I pour the mule a bucket and let him dip his nose to it, and then I loop my finger in the handle of the water jug, thinking to set it at the base of the cactus in case she returns. I don’t. No point. I damp my kerchief and wipe my neck. What I left is gone, as I had known it would be when I vacated. Why? I ask myself, and know I’ll keep asking. What was the sentiment? More relevant, what was the hesitation that I had — for him, or her, or any of it, in the first place?

WINTER ROAD

I’d barely clocked out of my shift bolting roof screens at Diavik Mine when Trista rang.

“Dad highsided the Husqvarna at the ice races and his back is messed,” she said. “Couple of pins and fused vertebrae. He’s okay, but he’s in a wheelchair for now and can’t manage himself. And Jack,” she raised her voice when I tried to interject, “you’re not going to believe this — Mom has dementia. Early-onset. Dad’s been hiding it.”

“Why would he do that?” I sat on my dorm bunk with the phone.

“Why does he do anything?” she said.

I couldn’t get my head around it. Fourteen hours of hydraulics and circulated air in the mine shaft — I wanted sleep. “Didn’t the neighbours notice?”
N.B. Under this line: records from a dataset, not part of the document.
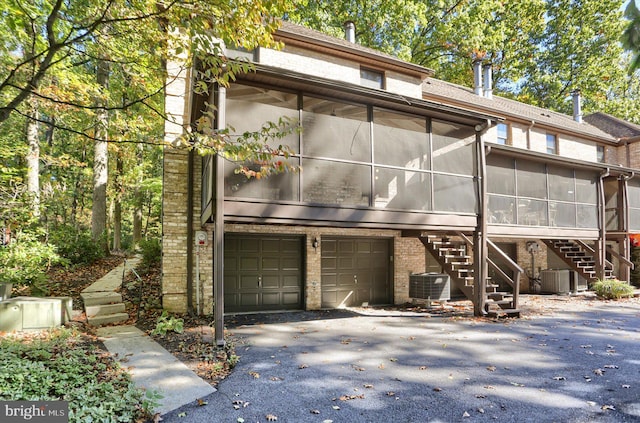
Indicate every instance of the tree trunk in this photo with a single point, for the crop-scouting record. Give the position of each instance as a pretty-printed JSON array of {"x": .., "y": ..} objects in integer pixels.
[
  {"x": 138, "y": 197},
  {"x": 117, "y": 206},
  {"x": 100, "y": 163},
  {"x": 33, "y": 157}
]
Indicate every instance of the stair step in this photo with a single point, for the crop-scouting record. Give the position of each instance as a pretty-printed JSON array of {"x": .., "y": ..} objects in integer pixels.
[
  {"x": 99, "y": 298},
  {"x": 108, "y": 318},
  {"x": 508, "y": 312},
  {"x": 104, "y": 309}
]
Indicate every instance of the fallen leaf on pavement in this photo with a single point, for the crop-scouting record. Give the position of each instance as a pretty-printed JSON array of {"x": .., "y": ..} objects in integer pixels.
[{"x": 350, "y": 397}]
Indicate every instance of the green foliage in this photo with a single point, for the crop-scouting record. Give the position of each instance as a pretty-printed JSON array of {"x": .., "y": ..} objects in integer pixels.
[
  {"x": 76, "y": 246},
  {"x": 59, "y": 366},
  {"x": 151, "y": 251},
  {"x": 612, "y": 289},
  {"x": 635, "y": 273},
  {"x": 25, "y": 262},
  {"x": 168, "y": 323}
]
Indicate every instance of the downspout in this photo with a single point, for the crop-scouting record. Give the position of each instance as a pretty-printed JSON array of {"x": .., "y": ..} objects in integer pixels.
[
  {"x": 480, "y": 250},
  {"x": 218, "y": 230},
  {"x": 190, "y": 239},
  {"x": 603, "y": 230},
  {"x": 529, "y": 128},
  {"x": 626, "y": 247}
]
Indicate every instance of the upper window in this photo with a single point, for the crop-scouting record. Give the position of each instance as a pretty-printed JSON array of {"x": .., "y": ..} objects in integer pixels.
[
  {"x": 600, "y": 153},
  {"x": 371, "y": 78},
  {"x": 552, "y": 144},
  {"x": 503, "y": 134}
]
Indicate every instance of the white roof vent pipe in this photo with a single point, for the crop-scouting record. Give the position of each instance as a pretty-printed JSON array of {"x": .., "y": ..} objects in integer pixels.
[
  {"x": 350, "y": 31},
  {"x": 477, "y": 77},
  {"x": 487, "y": 81},
  {"x": 577, "y": 106}
]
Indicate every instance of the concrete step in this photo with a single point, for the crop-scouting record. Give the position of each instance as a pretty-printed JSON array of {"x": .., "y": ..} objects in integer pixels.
[
  {"x": 98, "y": 298},
  {"x": 104, "y": 309},
  {"x": 107, "y": 318}
]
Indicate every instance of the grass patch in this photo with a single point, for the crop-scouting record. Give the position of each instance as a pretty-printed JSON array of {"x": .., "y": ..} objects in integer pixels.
[
  {"x": 612, "y": 289},
  {"x": 63, "y": 365}
]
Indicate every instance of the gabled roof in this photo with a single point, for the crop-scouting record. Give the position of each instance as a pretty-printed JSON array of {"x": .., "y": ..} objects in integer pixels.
[
  {"x": 293, "y": 34},
  {"x": 621, "y": 129},
  {"x": 439, "y": 91},
  {"x": 514, "y": 110}
]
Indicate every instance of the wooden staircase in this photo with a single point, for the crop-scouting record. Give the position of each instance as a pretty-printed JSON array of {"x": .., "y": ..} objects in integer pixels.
[
  {"x": 580, "y": 257},
  {"x": 452, "y": 256}
]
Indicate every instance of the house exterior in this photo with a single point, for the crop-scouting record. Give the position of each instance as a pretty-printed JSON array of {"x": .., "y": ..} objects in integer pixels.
[{"x": 401, "y": 174}]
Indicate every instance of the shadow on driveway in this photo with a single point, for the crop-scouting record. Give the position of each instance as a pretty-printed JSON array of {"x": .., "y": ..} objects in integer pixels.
[{"x": 347, "y": 366}]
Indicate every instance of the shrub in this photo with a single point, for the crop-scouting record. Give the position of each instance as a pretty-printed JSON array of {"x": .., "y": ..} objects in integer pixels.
[
  {"x": 77, "y": 246},
  {"x": 612, "y": 289},
  {"x": 168, "y": 323},
  {"x": 61, "y": 366},
  {"x": 151, "y": 251}
]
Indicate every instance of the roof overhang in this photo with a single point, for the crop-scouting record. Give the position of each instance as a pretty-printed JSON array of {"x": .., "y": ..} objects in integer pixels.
[
  {"x": 559, "y": 160},
  {"x": 293, "y": 81},
  {"x": 322, "y": 43}
]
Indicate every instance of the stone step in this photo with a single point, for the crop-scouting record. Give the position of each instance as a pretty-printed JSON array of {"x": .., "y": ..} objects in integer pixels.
[
  {"x": 104, "y": 309},
  {"x": 107, "y": 318},
  {"x": 98, "y": 298}
]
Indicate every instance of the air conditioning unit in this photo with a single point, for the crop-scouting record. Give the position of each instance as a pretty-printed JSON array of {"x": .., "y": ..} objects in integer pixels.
[
  {"x": 31, "y": 313},
  {"x": 430, "y": 286},
  {"x": 558, "y": 281}
]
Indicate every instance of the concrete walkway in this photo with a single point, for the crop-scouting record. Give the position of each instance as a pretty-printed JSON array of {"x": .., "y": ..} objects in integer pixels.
[
  {"x": 151, "y": 366},
  {"x": 154, "y": 368}
]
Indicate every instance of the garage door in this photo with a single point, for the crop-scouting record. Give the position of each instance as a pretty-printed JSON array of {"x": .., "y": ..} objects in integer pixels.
[
  {"x": 262, "y": 273},
  {"x": 355, "y": 271}
]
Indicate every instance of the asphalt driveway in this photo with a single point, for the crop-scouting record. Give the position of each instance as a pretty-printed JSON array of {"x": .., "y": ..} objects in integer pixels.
[{"x": 391, "y": 366}]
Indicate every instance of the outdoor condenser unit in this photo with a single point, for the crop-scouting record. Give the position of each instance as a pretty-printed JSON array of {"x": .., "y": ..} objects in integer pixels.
[
  {"x": 30, "y": 313},
  {"x": 430, "y": 286},
  {"x": 560, "y": 281}
]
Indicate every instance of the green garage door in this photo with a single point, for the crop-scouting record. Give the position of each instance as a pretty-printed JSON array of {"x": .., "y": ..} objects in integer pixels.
[
  {"x": 262, "y": 273},
  {"x": 355, "y": 271}
]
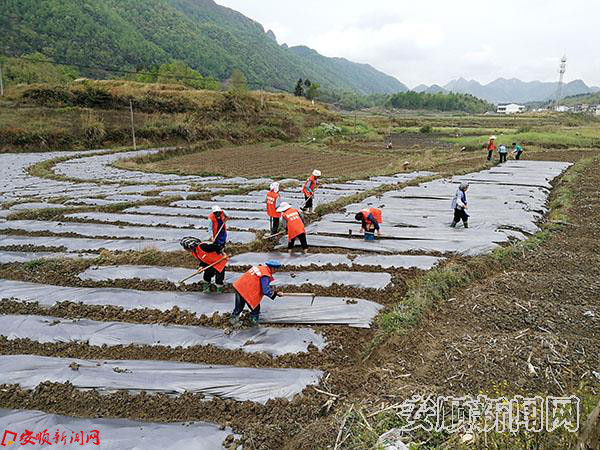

“Notice? Probably. But most of them have left. Lots of houses boarded up. And Dad was there to care for her. He hides shit from us, not them.” She sounded tired, and I wondered how long she’d been at the parents’ place. “You know Dad,” she went on. “He gets his first pension cheque last month and still thinks he can tear around like a teenager. Says he lost traction on the rear wheel over-steering into a turn, then the studs caught the ice and the torque flipped him headfirst over the handlebars. Bike came after him, ripped right through his parka. Good thing he held his hands up or he’d have stitches down his face not his forearms. Plus the damage to his back.”